Bericht zu Libyen-Intervention
text: Christian WEISFLOG
Zwei Monate nach dem kritischen Chilcot-Bericht über Tony Blairs Irak-Feldzug kommt nun ein parlamentarisches Komitee zum Schluss, dass David Cameron in Libyen in ähnlicher Weise versagt hat. Die Fehler hätten dazu geführt, dass Libyen heute ein gescheiterter Staat am Rande eines vollständigen Bürgerkriegs sei, heisst es im Bericht.

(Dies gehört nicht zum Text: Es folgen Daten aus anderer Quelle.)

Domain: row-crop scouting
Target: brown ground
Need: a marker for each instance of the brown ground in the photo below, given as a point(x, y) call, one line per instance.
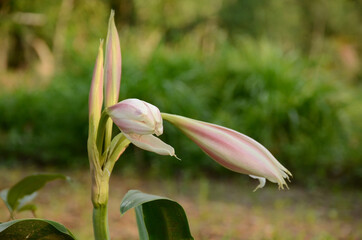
point(215, 209)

Der mittlerweile abgetretene Premierminister Cameron hatte die Libyen-Intervention von 2011 im vergangenen Januar mit dem Schutz der revoltierenden Bevölkerung in Benghasi verteidigt: «Ghadhafi drohte, die eigenen Bürger wie Ratten zu erschiessen.» Einer der zentralen Kritikpunkte des jüngsten Berichts ist jedoch, dass sich die Intervention nicht auf ihr ursprüngliches Ziel – den Schutz der Bevölkerung in Benghasi – beschränkte. Dieses Ziel sei innerhalb von 24 Stunden erreicht worden, sagte David Richards, der ehemalige Chef des britischen Generalstabs, aus. Danach habe die Regierung aber entschieden, weiterzugehen und Ghadhafis Diktatur zu beenden: «Eine limitierte Intervention zum Schutz von Zivilisten wandelte sich in eine opportunistische Politik des Regimewechsels mit militärischen Mitteln.» Dieser Entscheid und die darauffolgende Strategie hätten auf falschen Annahmen und einem unvollständigen Verständnis der Fakten beruht, heisst es in dem Untersuchungsbericht. Der Charakter des libyschen Aufstandes sei nicht sauber analysiert worden. Aufgrund der Erfahrungen in Afghanistan und im Irak hätte die Regierung wissen müssen, dass islamistische Gruppierungen in Libyen von der Revolution profitieren könnten. Zudem habe die Regierung die effektive Bedrohung der Zivilbevölkerung durch das Ghadhafi-Regime nicht verifiziert: «Sie hat Elemente aus Ghadhafis Rhetorik selektiv für bare Münze genommen.» Auch für die Zeit nach dem Sturz des Ghadhafi-Regimes hatte die britische Regierung gemäss dem Bericht keine wirkliche Strategie: «Wir verfügten nicht über ein wirkliches Verständnis von Libyen und einen wirklichen Plan für die Konsequenzen.» Für dieses Fehlen einer kohärenten Strategie macht der Bericht David Cameron persönlich verantwortlich.
Das britische Aussenministerium indes versuchte am Mittwoch die Verantwortung auf die internationale Staatengemeinschaft abzuschieben. «Die Intervention war eine internationale Entscheidung, gefordert von der Arabischen Liga und autorisiert durch den Sicherheitsrat der Vereinten Nationen», sagte ein Sprecher. Er verwies zudem darauf, dass Grossbritannien dieses Jahr der libyschen Einheitsregierung mit zehn Millionen Pfund helfe, die politische und wirtschaftliche Stabilität im Land wiederherzustellen. Der Untersuchungsbericht kommt indes zum Schluss, dass London bisher nur halb so viel Geld in den Wiederaufbau gesteckt hat wie in die Militärintervention.